PySpark custom data sources

PySpark custom data sources are created using the Python (PySpark) DataSource API, which enables reading from custom data sources and writing to custom data sinks in Apache Spark using Python. You can use PySpark custom data sources to define custom connections to data systems and implement additional functionality to build out reusable data sources.

note

PySpark custom data sources require Databricks Runtime 15.4 LTS and above, or serverless environment version 2.

DataSource class

The PySpark DataSource is a base class that provides methods to create data readers and writers.

Implement the data source subclass

Depending on your use case, the following must be implemented by any subclass to make a data source either readable, writable, or both:

Property or Method	Description
`name`	Required. The name of the data source
`schema`	Required. The schema of the data source to be read or written
`reader()`	Must return a `DataSourceReader` to make the data source readable (batch)
`writer()`	Must return a `DataSourceWriter` to make the data sink writeable (batch)
`streamReader()` or `simpleStreamReader()`	Must return a `DataSourceStreamReader` to make the data stream readable (streaming)
`streamWriter()`	Must return a `DataSourceStreamWriter` to make the data stream writeable (streaming)

note

The user-defined DataSource, DataSourceReader, DataSourceWriter, DataSourceStreamReader, DataSourceStreamWriter, and their methods must be serializable. In other words, they must be a dictionary or nested dictionary that contains a primitive type.

Register the data source

After implementing the interface, you must register it, then you can load or otherwise use it as shown in the following example:

Python
# Register the data source
spark.dataSource.register(MyDataSourceClass)

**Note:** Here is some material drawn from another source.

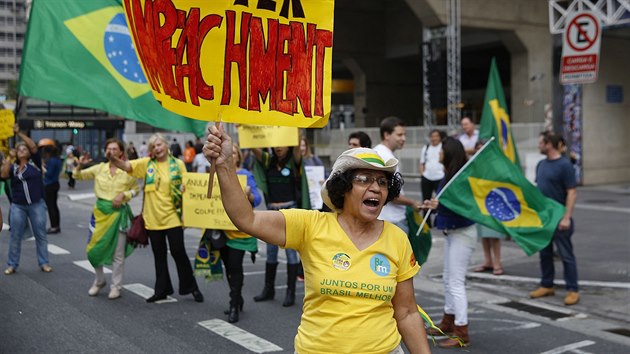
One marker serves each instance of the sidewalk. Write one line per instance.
(602, 248)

# Read from a custom data source
spark.read.format("my_datasource_name").load().show()

Example 1: Create a PySpark DataSource for batch query

To demonstrate PySpark DataSource reader capabilities, create a data source that generates example data using the faker Python package. For more information about faker, see the Faker documentation.

Install the faker package using the following command:

Python
%pip install faker

Step 1: Define the example DataSource

First, define your new PySpark DataSource as a subclass of DataSource with a name, schema, and reader. The reader() method must be defined to read from a data source in a batch query.

Python
from pyspark.sql.datasource import DataSource, DataSourceReader
from pyspark.sql.types import StructType

class FakeDataSource(DataSource):
    """
    An example data source for batch query using the `faker` library.
    """

    @classmethod
    def name(cls):
        return "fake"

    def schema(self):
        return "name string, date string, zipcode string, state string"

    def reader(self, schema: StructType):
        return FakeDataSourceReader(schema, self.options)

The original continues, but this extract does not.